Derrière cette question, cette innocence, j’avais l’impression qu’il y avait une certaine tension. Une habitude pas très aimée, mais je n’étais pas sûr de ça. Dans le doute, je préférais rassurer cet enfant en lui montrant que je n’étais pas un danger pour lui ou sa famille. Quoique cela n’était pas une vérité totale à mes yeux. Sur un autre plan, je l’étais sans aucun doute mais en parler n’était pas possible. Pas devant eux qui étaient si jeunes. Alors, souriant toujours, je me relevai pour faire face à Martel qui m’annonça qu’elle allait rentrer chez elle pour s’occuper de ses mômes. Elle me remercia également de lui avoir tenu compagnie et me donna son numéro en me proposant de m’aider si je voulais sauver un autre enfant. Mon coeur se déchira en pensant à mon projet impossible mais n’en montrai rien. Je lui répondis simplement :
- Merci, je n’y manquerais pas. J’espère que ma piètre compagnie ne vous a pas ennuyée. Au revoir les enfants. Soyez sages avec votre mère, d’accord ?

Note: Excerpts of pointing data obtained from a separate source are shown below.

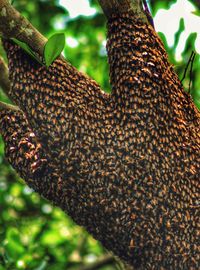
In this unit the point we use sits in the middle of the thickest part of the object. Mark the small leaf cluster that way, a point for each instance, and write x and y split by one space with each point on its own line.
52 49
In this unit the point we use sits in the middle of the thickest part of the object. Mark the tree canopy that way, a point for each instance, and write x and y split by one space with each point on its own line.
33 233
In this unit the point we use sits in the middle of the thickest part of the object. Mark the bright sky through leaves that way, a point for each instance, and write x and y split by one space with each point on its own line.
166 21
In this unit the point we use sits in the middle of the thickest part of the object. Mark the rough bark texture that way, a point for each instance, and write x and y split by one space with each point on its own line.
126 166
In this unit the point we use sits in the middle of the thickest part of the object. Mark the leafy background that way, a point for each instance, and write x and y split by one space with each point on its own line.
33 233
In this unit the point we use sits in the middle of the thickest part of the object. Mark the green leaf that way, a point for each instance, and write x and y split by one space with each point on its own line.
27 49
14 247
197 13
53 48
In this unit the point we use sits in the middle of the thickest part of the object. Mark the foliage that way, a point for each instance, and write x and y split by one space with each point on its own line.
33 233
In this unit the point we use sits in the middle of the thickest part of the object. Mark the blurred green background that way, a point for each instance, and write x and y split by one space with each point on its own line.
34 234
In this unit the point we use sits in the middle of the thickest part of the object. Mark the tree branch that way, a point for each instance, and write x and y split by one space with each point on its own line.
6 106
4 78
104 261
123 6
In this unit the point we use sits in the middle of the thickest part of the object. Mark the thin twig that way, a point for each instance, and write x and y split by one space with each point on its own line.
187 66
191 68
4 78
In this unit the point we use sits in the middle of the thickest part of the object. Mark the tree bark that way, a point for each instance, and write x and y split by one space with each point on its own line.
126 165
117 7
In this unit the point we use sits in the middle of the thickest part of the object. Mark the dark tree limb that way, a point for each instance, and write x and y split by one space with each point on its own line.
123 6
4 77
102 262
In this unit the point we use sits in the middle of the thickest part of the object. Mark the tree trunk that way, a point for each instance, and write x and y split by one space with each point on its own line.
126 166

Ma voix s’était faite plus douce alors que je leur avais demandé, sans doute inutilement, de ne pas faire de bêtise. Pourquoi m’écouteraient-ils ? Puis, lorsque la petite famille fut partie, je me remis en marche mais, cette fois, pour aller travailler. Je ne savais pas quoi penser avec tout ce qu’il s’était passé. Le sauvetage du petit m’avait fait un bien fou, savoir qu’il allait être pris en charge par des parents qu’il aimait était un soulagement énorme. Mais tous mes souvenirs m’avaient assez chamboulé pour que mon colocataire spirituel indésirable me tourmente au moins un peu. Le travail dans la soirée m’aida à l’enfermer dans un coin reculé de mon esprit jusqu’à ce que je sois à nouveau seul. Seul avec ma routine destructrice et plaisante à la fois.